Durante años llevé una vida tranquila y callada, en la cual reprimí los recuerdos de esas largas noches de dolor en el Centro Médico La Raza cuando tenía cuatro años y luego a los once, cuando médicos e internos pasaban revista a mis genitales sin que yo pudiera oponerme, porque me habían hecho creer que algo estaba mal con mi cuerpo y que tenía que soportar la vergüenza de esas revisiones. No hay forma de cuantificar el daño que me dejó la asimilación psicológica de estos procedimientos, pero puedo asegurarles que las consecuencias las vivo todos los días, de una manera u otra. Hubo otros que tuvieron experiencias más traumáticas. Tampoco hay forma de desglosar objetivamente el sufrimiento de los seres allegados a uno; por ejemplo, mis padres, que desde el primer momento quisieron darme la mejor oportunidad para tener una vida feliz y productiva, como es el deseo de todos los padres del mundo que aman a sus hijos, y que, sin motivo para suponer el daño que iba a experimentar a raíz de esa decisión, confiaron ciegamente en los médicos.

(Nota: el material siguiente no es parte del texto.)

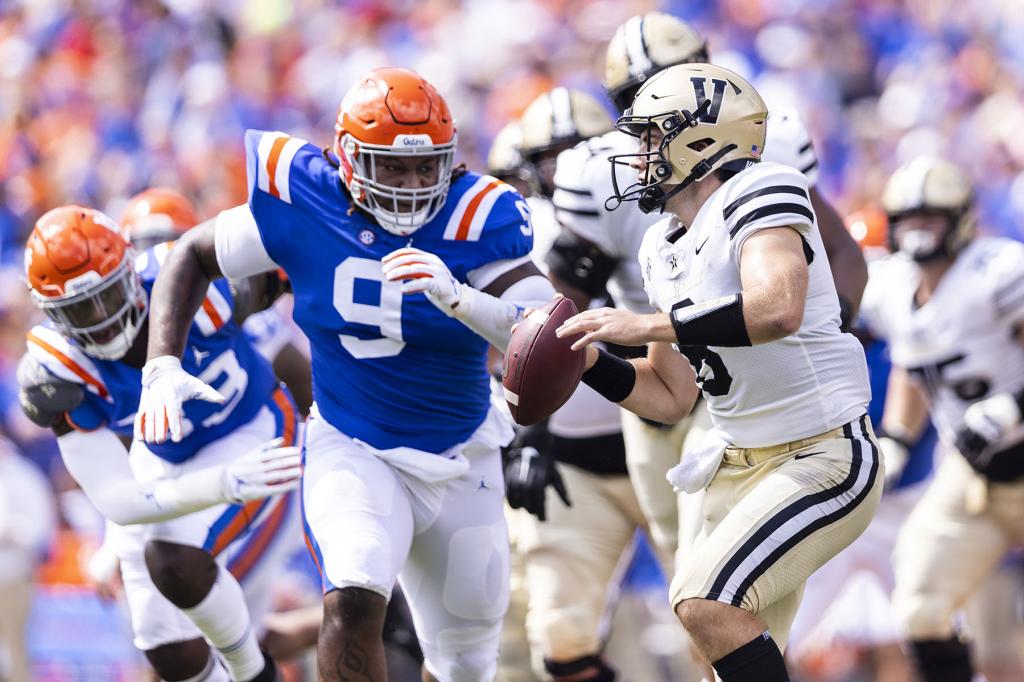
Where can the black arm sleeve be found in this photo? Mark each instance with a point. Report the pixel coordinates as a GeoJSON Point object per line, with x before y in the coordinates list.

Al hacer consciencia de lo vivido, hoy me reconstruyo y completo los fragmentos perdidos de mi historia. “La vida no es la que uno vivió, sino la que uno recuerda y cómo la recuerda para contarla”, escribió Gabriel García Márquez en su libro autobiográfico Vivir para contarla. Considero pertinente esta frase porque pone de manifiesto que la vida, como serie de hechos, de causas y consecuencias, carece de significado hasta que, al recordar, reconocemos su marca indeleble en nuestras vidas. Es mi deseo personal que paren los tratamientos innecesarios, que los bebés intersex por nacer sean libres de estos muros que nos impone la sociedad y la práctica médica que arbitrariamente la sustenta, y que si han de padecer el sufrimiento y el dolor, que no sea nunca más porque sus cuerpos son distintos a la norma social, sino por los retos que libremente elijan asumir para sus vidas, y que las narrativas que nos relaten no tengan su origen nunca más en la vergüenza ni en el silencio.